Как мы помним, Станиславский говорил правлению театра о необходимости «пьесы для исканий» – хотя бы одной в год. Он видит «пьесой для исканий» «Песню Судьбы», которую Блок читал ему во время петербургских гастролей в мае 1908 года. «Станиславский страшно хвалил», – записывает в дневнике автор. Переписка Блока и Станиславского пространна и оживленна в течение всего 1908 года, хотя вскоре становится ясно, что Станиславский больше увлечен личностью Блока, чем его пьесой, которую он вряд ли поставит. Режиссер пишет об этом откровенно: «…не полюбил действующих лиц и самой пьесы. Я понял, что мое увлечение относится к таланту автора, а не к его произведению».
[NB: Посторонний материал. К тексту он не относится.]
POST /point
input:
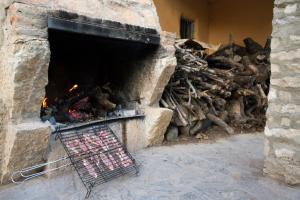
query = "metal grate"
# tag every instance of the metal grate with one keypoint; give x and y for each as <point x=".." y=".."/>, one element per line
<point x="97" y="154"/>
Свойство Станиславского – не только абсолютный слух на фальшь, но абсолютное ощущение истинного таланта. Словно притяжение равных величин – его отношения с Горьким, с Блоком. Они могут расходиться, спорить, но отношения их всегда будут равновеликими, далеко выходящими за пределы постановки или непостановки пьесы. В письмах Блоку по поводу «Песни Судьбы» Станиславский откровенен и подробен в размышлениях о главном в искусстве, – откровенен в том, что так же насущно для адресата-собеседника: «Иногда – и часто – я обвиняю себя самого. Мне кажется, что я неисправимый реалист, что я кокетничаю своими исканиями в искусстве; в сущности же, дальше Чехова мне нет пути. Тогда я беру свои летние работы и перечитываю их. Иногда это меня ободряет. Мне начинает казаться, что я прав. Да!.. Импрессионизм и всякий другой „изм“ в искусстве – утонченный, облагороженный и очищенный реализм».
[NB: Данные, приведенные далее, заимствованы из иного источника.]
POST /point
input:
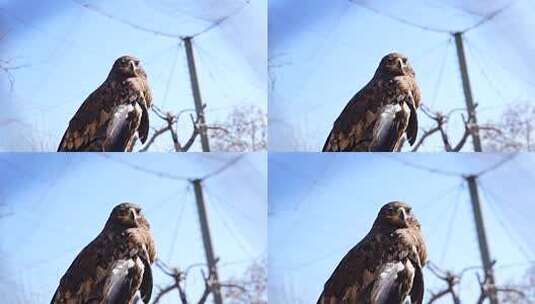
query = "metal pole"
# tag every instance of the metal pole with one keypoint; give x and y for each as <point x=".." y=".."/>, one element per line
<point x="471" y="108"/>
<point x="481" y="236"/>
<point x="196" y="93"/>
<point x="207" y="240"/>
Эта тема непременных поисков, которые непременно приводят к новому этапу реализма, пронизывает все устремления Станиславского, в частности все его замыслы юбилейного, ответственного 1908 года: особенно привлекает его мотив обновления самой жизни, освобождения ее от мелочной, сложившейся повседневности – хотя бы ценой гибели. Этот мотив ухода, блужданий, поисков дороги под песню ветра, слышный в «Драме жизни», определяет его интерес к пьесе Блока, к самому поэту, существо которого пронизано ощущениями бездомности, бездорожья, предчувствием губительной и очистительной грядущей бури.
Станиславскому так нужна «пьеса для исканий», воплощающая тревогу времени, что он сам обращается к драматическому жанру. Его «фантазия в четырех действиях» под названием «Комета» тональностью своей разительно схожа с пьесами Блока или Леонида Андреева.
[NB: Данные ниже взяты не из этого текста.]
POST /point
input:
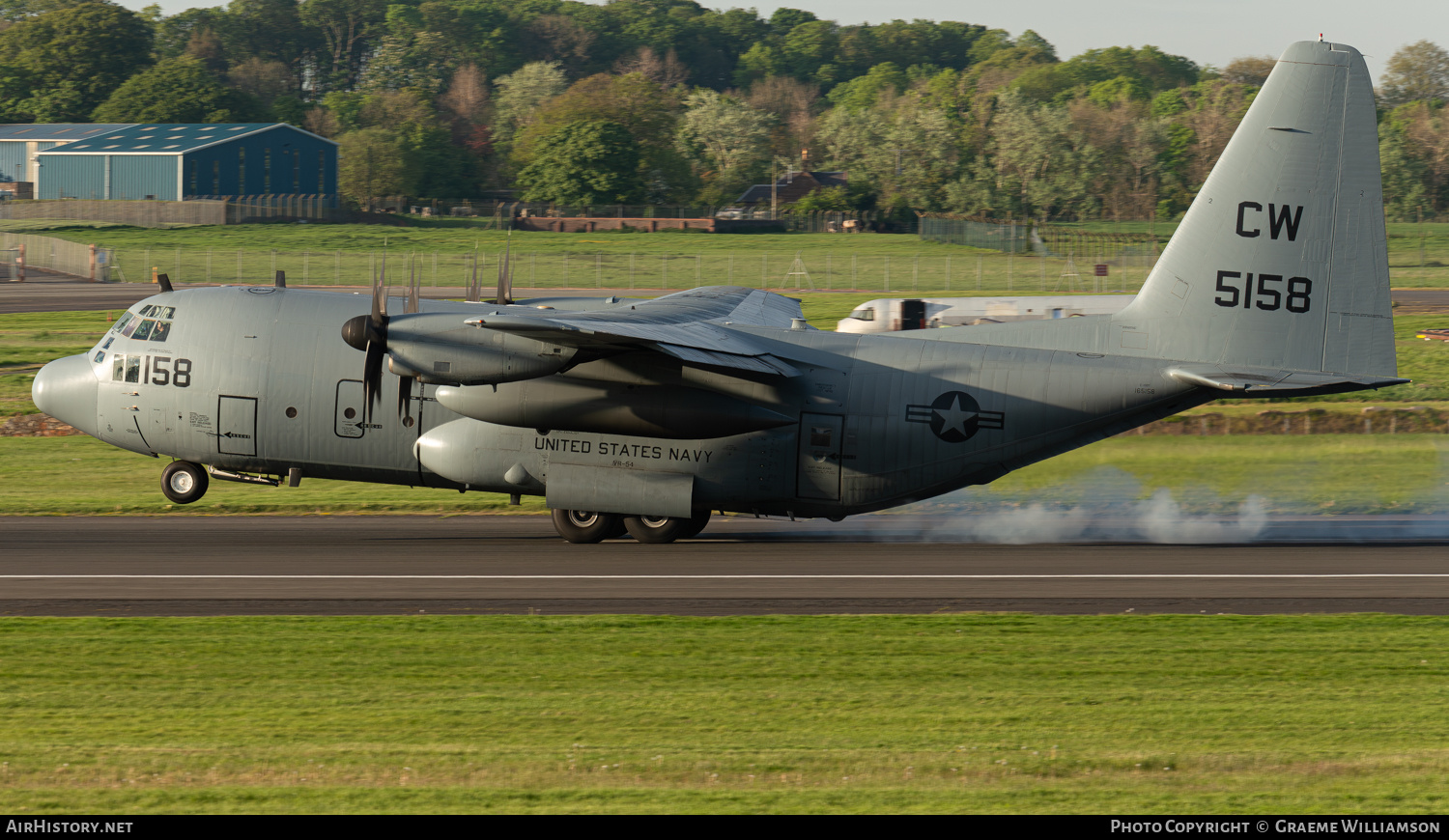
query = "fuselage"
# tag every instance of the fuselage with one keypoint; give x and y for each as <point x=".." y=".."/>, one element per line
<point x="257" y="379"/>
«Улицы, развалины, пожары, разорение, трупы» – ремарка автора к первому действию. Выползает откуда-то нищая старуха – она была пьяна и не знает, что над Землей прошла комета, уничтожившая все живое. Старуха грабит мертвых, связывает в узлы их вещи, а в это время свистит ветер, шуршат бумаги, летят по ветру ненужные деньги (так же бумаги будут устилать асфальт мертвого города в фильме Стэнли Креймера «На берегу»). Видения изощренно страшны: ветер играет полами шинели мертвого городового, стоит извозчичья пролетка – кучер упал с козел на тротуар, а седок лежит в пролетке. В тишине раздается голос. «Живые, откликнитесь!» – и появляется Рудокоп, работавший в шахте во время вселенской катастрофы. Но только эхо отвечает живому голосу. «Вечер, закат, подымается пар и смрад, а на горизонте является удаляющаяся комета». Рудокоп говорит с эхом о том, что он всю жизнь страдал в бедности, а теперь стал богат и свободен. Дальше следуют наброски о спасении молодой женщины, о том, как спасшиеся читают вчерашние газеты, как понимают ценность продуктов и бесценность денег. Пьеса вызывает ассоциации с «Борьбой миров» Уэллса, с «Землей» Брюсова (которая была в свое время объявлена в репертуаре Студии на Поварской), со стихами Блока, посылающего проклятия грохочущему городу и пророчащего неизбежность его внезапной гибели, великой катастрофы и Страшного суда.